He laughed, interrupted by a slight cough. “The house wasn’t going to run away, you know.” He walked into the salon, kneeling next to the fireplace and prodding the ashes with a poker.
“There’s so much to do,” Calpurnia said as she followed him. “I wanted to get started right away.”
“There’ll be time enough.” He lit the fire and the dim orange glow grew to rid half the room of darkness. The shadows seemed blacker than the room had been with no light at all.
He stood, straightening his back slowly and brushing soot off his gnarled hands. The man was half a head shorter than Calpurnia at his full height, old and weathered like an ancient tree. The rain had slicked his grey-white hair against his neck. While Calpurnia shivered from the bone-chilling cold of the rain soaking her clothes and skin, he seemed unaffected, though he was just as drenched.
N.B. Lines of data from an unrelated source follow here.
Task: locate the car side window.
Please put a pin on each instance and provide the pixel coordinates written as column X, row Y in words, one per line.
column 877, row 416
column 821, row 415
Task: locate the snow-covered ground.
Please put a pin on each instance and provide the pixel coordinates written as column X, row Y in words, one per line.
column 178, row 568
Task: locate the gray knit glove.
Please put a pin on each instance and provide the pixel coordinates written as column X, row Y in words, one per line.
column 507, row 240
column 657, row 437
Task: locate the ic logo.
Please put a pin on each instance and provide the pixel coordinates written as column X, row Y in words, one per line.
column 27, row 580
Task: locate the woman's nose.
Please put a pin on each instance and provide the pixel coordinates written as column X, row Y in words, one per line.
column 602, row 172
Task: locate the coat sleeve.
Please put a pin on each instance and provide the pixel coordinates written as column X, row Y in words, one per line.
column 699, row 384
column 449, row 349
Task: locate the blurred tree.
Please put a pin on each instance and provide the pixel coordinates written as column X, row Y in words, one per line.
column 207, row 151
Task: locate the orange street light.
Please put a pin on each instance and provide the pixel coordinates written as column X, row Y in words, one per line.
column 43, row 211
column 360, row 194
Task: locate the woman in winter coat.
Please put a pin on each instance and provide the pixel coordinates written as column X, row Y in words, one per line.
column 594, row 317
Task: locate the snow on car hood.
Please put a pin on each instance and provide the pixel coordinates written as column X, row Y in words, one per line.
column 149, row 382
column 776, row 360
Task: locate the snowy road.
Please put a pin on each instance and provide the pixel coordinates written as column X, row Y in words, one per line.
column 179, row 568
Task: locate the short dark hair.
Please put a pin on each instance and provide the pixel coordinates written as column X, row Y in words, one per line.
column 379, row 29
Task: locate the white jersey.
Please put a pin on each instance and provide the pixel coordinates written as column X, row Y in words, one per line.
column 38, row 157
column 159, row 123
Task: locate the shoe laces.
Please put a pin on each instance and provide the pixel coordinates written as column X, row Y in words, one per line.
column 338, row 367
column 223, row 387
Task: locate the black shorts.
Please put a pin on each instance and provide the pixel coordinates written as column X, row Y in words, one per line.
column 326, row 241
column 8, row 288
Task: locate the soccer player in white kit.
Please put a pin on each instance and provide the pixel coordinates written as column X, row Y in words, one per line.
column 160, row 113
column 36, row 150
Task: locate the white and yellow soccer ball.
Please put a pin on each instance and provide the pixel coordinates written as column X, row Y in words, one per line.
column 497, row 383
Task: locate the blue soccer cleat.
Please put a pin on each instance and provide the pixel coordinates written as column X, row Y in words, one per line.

“You must be freezing, Miss Pierce,” he said, shuffling to the side and gesturing to the armchair in front of the fire.
She nodded. She moved past him with a smile and lowered herself into the chair. “Thank you, Mister…?”
“Oh,” he shook his head in bemusement at himself. “It seems the storm washed away my manners.” He extended a tremorous hand. “Fred Flynn.”
She shook his hand, startled by the texture of his dry, papery skin. “A pleasure to meet you, Mr. Flynn.”
He raised an eyebrow and clasped his free hand atop Calpurnia’s where they were joined. “Fred.”
She returned his serious expression. “Calpurnia, then.”
There was a momentary pause. Fred’s face broke into a grin first, and they both laughed.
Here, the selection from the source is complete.